Qari Ahmadullah was believed to be the highest Taliban official to be killed in the U.S. led campaign that ousted the hard-line Islamic militia from power in Afghanistan. Abdullah Tawheedi, a deputy intelligence minister for the interim government in Kabul, confirmed Ahmadullah’s death to The Associated Press.
Ahmadullah, 40, had been identified by the U.S.-led coalition as one of the Taliban leaders it was trying to capture. He was among 25 people killed in Naka, in Paktika province, on Dec. 27, when U.S. planes attacked a house where he was staying, the Pakistan-based Afghan Islamic Press reported.

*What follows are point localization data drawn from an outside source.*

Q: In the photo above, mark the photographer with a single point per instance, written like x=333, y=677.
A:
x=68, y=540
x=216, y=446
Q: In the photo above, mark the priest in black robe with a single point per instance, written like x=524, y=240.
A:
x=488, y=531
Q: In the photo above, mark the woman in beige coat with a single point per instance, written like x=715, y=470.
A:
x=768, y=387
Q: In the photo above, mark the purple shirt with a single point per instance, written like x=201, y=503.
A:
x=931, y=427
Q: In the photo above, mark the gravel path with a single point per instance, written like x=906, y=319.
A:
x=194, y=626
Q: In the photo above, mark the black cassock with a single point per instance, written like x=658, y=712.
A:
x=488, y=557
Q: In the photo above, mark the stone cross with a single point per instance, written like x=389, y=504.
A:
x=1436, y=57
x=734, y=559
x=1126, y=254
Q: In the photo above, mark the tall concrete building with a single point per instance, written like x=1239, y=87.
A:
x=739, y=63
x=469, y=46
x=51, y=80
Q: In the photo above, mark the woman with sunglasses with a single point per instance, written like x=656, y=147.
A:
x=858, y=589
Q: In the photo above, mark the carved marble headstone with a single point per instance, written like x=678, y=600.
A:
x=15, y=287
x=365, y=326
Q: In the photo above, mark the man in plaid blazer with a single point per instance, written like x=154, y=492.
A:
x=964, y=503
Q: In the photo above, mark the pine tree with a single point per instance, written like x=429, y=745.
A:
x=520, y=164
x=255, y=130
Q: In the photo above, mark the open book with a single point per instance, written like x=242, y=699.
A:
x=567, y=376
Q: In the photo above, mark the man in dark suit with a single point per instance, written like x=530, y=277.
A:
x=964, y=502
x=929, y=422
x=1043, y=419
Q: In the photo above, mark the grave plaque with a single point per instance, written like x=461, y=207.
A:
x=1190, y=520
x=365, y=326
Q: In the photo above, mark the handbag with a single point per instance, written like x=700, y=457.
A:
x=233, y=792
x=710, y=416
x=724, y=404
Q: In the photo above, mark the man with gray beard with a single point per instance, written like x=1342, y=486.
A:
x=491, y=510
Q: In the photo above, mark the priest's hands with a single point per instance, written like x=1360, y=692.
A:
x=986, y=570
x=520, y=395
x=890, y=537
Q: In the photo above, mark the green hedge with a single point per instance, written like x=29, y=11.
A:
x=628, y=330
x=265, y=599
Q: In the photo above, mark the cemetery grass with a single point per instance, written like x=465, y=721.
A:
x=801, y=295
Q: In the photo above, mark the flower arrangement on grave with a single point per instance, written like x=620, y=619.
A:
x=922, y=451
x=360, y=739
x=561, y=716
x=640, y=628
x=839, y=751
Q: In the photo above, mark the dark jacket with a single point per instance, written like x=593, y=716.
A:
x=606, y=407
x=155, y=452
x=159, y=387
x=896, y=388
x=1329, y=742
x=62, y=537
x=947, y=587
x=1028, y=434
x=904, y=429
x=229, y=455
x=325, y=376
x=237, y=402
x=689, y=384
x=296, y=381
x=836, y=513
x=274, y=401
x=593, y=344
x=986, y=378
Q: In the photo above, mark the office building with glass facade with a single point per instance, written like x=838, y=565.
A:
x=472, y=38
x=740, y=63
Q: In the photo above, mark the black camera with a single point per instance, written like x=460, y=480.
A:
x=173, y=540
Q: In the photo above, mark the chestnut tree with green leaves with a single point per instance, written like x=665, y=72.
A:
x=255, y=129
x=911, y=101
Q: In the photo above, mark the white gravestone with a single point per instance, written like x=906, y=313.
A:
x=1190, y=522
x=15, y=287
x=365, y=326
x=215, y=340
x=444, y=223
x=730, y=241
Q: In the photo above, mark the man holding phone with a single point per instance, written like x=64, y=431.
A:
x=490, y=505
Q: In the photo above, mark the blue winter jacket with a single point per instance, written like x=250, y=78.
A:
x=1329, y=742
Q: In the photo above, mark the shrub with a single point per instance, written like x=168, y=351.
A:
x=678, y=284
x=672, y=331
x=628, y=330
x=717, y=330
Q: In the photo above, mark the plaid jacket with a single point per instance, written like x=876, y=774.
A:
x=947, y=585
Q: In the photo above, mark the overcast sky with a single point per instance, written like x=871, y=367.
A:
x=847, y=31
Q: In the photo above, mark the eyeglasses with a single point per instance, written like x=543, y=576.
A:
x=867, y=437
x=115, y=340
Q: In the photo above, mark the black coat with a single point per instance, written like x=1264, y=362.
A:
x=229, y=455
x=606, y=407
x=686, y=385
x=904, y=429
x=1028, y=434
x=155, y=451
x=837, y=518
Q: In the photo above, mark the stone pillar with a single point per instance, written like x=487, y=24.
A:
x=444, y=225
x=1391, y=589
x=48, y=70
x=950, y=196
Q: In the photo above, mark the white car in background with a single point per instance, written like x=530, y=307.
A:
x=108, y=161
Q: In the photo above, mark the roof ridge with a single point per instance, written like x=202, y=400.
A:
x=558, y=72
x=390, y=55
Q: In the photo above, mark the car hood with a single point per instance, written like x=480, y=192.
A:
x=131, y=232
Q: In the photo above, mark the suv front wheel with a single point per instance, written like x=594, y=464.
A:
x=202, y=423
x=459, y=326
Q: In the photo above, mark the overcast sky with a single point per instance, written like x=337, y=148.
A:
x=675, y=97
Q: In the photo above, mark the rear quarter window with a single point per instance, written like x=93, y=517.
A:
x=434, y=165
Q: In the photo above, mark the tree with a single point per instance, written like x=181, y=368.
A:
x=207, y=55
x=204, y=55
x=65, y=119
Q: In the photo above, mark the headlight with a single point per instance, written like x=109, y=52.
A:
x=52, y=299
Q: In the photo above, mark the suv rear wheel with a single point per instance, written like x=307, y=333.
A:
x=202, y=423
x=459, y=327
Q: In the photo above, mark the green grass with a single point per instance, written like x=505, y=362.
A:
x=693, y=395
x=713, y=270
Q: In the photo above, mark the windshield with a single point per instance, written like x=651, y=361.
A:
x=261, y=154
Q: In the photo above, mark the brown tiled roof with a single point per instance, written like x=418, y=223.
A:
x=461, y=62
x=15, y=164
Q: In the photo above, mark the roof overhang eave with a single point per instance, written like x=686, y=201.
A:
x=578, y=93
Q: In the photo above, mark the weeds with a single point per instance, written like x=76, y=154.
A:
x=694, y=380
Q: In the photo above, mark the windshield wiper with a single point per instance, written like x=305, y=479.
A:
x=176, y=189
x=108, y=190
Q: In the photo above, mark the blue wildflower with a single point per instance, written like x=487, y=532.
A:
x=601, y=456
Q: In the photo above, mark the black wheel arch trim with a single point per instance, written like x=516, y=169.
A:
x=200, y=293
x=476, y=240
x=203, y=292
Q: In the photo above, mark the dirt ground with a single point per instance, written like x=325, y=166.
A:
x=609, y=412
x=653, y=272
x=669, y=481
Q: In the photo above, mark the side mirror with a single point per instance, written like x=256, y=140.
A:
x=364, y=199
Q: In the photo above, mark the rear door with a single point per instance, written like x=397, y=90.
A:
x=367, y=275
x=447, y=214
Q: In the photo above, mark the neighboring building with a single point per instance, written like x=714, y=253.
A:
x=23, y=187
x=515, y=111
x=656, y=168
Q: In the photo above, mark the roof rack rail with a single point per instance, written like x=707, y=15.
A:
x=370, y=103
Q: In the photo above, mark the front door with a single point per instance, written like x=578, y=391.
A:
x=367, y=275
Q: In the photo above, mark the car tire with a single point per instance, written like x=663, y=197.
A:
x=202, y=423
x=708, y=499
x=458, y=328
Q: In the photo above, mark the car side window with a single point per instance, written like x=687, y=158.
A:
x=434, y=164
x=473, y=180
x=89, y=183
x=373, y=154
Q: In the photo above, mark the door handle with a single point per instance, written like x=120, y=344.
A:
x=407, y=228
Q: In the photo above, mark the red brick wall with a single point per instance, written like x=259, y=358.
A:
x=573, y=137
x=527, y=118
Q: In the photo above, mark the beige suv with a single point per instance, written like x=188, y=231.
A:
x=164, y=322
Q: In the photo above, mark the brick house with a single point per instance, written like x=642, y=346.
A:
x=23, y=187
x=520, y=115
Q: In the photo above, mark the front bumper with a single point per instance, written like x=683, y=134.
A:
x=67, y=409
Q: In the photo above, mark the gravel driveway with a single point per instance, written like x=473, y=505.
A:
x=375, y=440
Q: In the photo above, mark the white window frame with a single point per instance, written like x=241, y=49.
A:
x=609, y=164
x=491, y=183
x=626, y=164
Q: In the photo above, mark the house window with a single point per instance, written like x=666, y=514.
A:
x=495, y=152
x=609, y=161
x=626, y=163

According to Raz Mohammed Khan Lunai, Tawheedi’s representative in southeastern Ghazni province, Ahmadullah was killed trying to flee on a motorcycle. Lunai said he witnessed Ahmadullah’s burial in the Ghazni area on Dec. 31.
At the same time, U.S. and Afghan forces were intensifying their hunt for Omar, second to Osama bin Laden on the U.S. list of most wanted terrorist fugitives.
A commander in the anti Taliban forces, Jamal Khan, said his officials had confirmed that Omar was in hiding “somewhere in Baghran,” a mountainous region north of Kandahar.
Afghan military leaders have been negotiating indirectly with Omar for two days through Baghran’s loya jirga, or grand council, of tribal leaders, said Khan, who is a commander for Haji Gulalai, intelligence chief in the southern city of Kandahar.
In Washington, Pentagon spokesman Rear Adm. John Stufflebeem said he doubted Omar was negotiating to give up. He said an estimated 1,000 to 1,500 Taliban fighters holed up near Baghran were negotiating with anti-Taliban forces, “but I think its a leap of faith if we believe that that is on the behalf of Mullah Omar himself.” The United States has in the past rejected any Taliban surrender that allowed Omar to escape prosecution.
A major military operation involving U.S. Marines and anti Taliban soldiers began Monday to capture Omar. American troops in full combat gear were dispatched from the Marine base at Kandahar airport to northern locations near Baghran.
Omar has been in hiding since the fall of the southern city of Kandahar, the Taliban’s last stronghold, in early December.
Afghan interim Foreign Minister Abdullah said Wednesday that his government did not know where Omar was.
“I think Mullah Omar is still hiding somewhere in Afghanistan. His whereabouts is not known neither to us nor to the coalition, I gather,” Abdullah, who uses one name, told ABC’s “Good Morning America.” “But sooner or later he will be captured.”
In Istanbul on Wednesday, Turkey said it has volunteered to assume command of the international peacekeeping force in Afghanistan when Britain’s mandate expires in three months.
A NATO member, Turkey has historic ties to Afghanistan and was the first Muslim country to offer to send troops there. A decision is pending on taking over leadership foreign troops in Afghanistan.
A 12-nation advance team for Afghanistan’s international peacekeeping force arrived in Kabul late Tuesday to assess logistics for the full-scale arrival of foreign troops later this month.